Toshiba’s operating profit in the business year ended in March, however, dropped 21.9 percent to ¥64 billion, excluding profits from Toshiba Memory Corp., which the company is working to sell to a consortium led by U.S. investment fund Bain Capital for ¥2 trillion. Sales dropped 2.4 percent to ¥3.95 trillion.

The company forecasts its operating profit for the current business year that started April 1 will grow 9.3 percent to ¥70 billion even without the lucrative Toshiba Memory unit.

Its net profit is expected to jump 33.1 percent to ¥1.07 trillion, which includes the planned sale of the unit, despite an 8.8 percent drop in its sales forecast.

Toshiba emphasized Tuesday it will continue to seek ways to sell its blue-chip semiconductor unit, adding that it plans to use the funds to increase shareholder returns by taking such measures as purchasing its own stocks.

Toshiba had originally worked to sell Toshiba Memory as a measure to cover massive debts caused by the nuclear firm Westinghouse Electric Co. and to avoid being delisted from the TSE. But the company eliminated the debt without selling the chip firm after raising ¥600 billion through a third-party allocation of new shares in December.

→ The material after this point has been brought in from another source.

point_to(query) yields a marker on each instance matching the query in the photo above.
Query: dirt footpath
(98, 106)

The chip deal is being held up by antitrust screening in China, which is taking longer than expected. The prospect of the sale remains unclear while the reported May 28 deadline looms.

Kurumatani, a former banker who took the helm of the technology giant in April, said the company is not considering a change of plans as it waits for approval from Chinese antitrust authorities.

“We will gain substantial capital after selling the memory unit. We will use that asset to boost our growth,” he said.

Toshiba estimates selling the memory unit will push its profit up by about ¥1 trillion.

Kurumatani also talked about a five-year plan to improve the firm’s fundamental profitability and turn its business model into what he calls the “recurring” model, driven by digital technologies used in such fields as social infrastructure and energy, in a bid to make the company strong enough to compete with top global companies.